ハリー・ポッターと賢者の石 第16章(後半)

ハリーたちは「賢者の石」が隠されている部屋へと向かう。
フラッフィーが守っている4階の廊下でハリーは「君たち、戻りたかったら戻ってくれ」と言い、ロンとハーマイオニーはいっしょに行くと答える。
ロンとハーマイオニーには、ハリーにつきあって危険をおかす義務はない。ヴォルデモートが戻ってくるのを何とか阻止したいと考えているのはハリーだし、これはもともとハリーだけの問題だ。特にマグル生まれのハーマイオニーは、ヴォルデモートの問題をそれほど深刻に受け止めていなかったかもしれない。でもロンとハーマイオニーは、自分たちの意志でハリーに同行することを決めた。
ここのやりとりは、何度読んでも感動する。

石を守るために備えられたいくつもの関門を3人は突破していく。
まずフラッフィー。対処法はわかっていたから、笛を吹いて眠らせた。
次に「悪魔の罠」という名の植物。

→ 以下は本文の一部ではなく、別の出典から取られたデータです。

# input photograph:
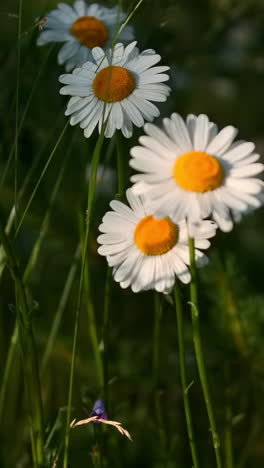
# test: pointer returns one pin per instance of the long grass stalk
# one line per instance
(17, 106)
(156, 339)
(105, 331)
(11, 218)
(184, 383)
(200, 355)
(28, 351)
(27, 273)
(24, 114)
(8, 366)
(61, 307)
(93, 331)
(41, 177)
(90, 200)
(121, 166)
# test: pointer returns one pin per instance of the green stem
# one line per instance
(28, 350)
(17, 108)
(93, 332)
(61, 307)
(229, 462)
(9, 362)
(90, 200)
(121, 166)
(185, 386)
(156, 338)
(41, 177)
(108, 287)
(199, 353)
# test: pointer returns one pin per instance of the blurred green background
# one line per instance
(216, 53)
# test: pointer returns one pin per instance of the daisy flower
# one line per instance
(191, 170)
(146, 252)
(81, 28)
(117, 87)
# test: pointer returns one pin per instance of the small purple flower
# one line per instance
(99, 410)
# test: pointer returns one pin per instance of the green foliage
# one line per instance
(215, 50)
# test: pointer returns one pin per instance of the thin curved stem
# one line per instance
(156, 338)
(185, 386)
(121, 167)
(90, 200)
(28, 351)
(199, 353)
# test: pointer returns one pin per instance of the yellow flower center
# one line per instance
(156, 236)
(113, 84)
(90, 31)
(198, 172)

暗闇と湿気を好む植物なので、杖から火を出しておとなしくさせた。この植物の特性を覚えていたハーマイオニー、それを聞いて「火をつけて」と叫んだハリー、「薪がないわ!」とうろたえるハーマイオニーに火を出す魔法を思い出させたロン。3人の誰が欠けていても危なかった。
続いて羽根の生えた鍵の群れ。ここも3人で挟みうちして、目的の鍵をつかまえた。
今度は巨大チェス。チェスの得意なロンが、自分を犠牲にして勝った。
次の部屋はびんのパズル。優れた頭脳を持つハーマイオニーが正解をあてた。
そして、ハリーひとりが最後の部屋へ・・・

ひとつ、腑に落ちないことがある。
チェスの部屋を突破したあと、ハーマイオニーが言うせりふだ。「スプラウトは済んだわ。悪魔の罠だった・・・鍵に魔法をかけたのはフリットウィックに違いないし、チェスの駒を変身させて命を吹き込んだのはマクゴナガルだし・・・」
スプラウト先生が悪魔の罠をセットしたのはわかる。しかし、フリットウィックとマクゴナガルについては根拠がわからない。教師のうち誰々が協力したかは、第14章に出てくるが、でもたとえば、チェスはダンブルドアという可能性だってあるだろうに。わたしは飛ぶ鍵の群れをマクゴナガルだと思った。鍵を鳥に変身させるのは、変身術教授なら簡単だと推理したのだ。
ここでハーマイオニーにこんなせりふを言わせるのなら、クリスマス休暇の場面でチェスをしていた時にでも、ロンの兄の誰かが「マクゴナガルはチェスの名人なんだって」とでも言えばよかったのに。

それから、びんのパズルの部分に、大きな矛盾がある。
イラクサ酒は2本、毒薬は3本なのに「毒入りびんのある場所はいつもイラクサ酒の左」となっていて、数が合わないのだ。
不思議に思ってネットで検索したら、原文には矛盾がなく、日本語の誤訳だとわかった。どうして出版前に気づかなかったのか。また、版を重ねているのに、どうして訂正しないのか?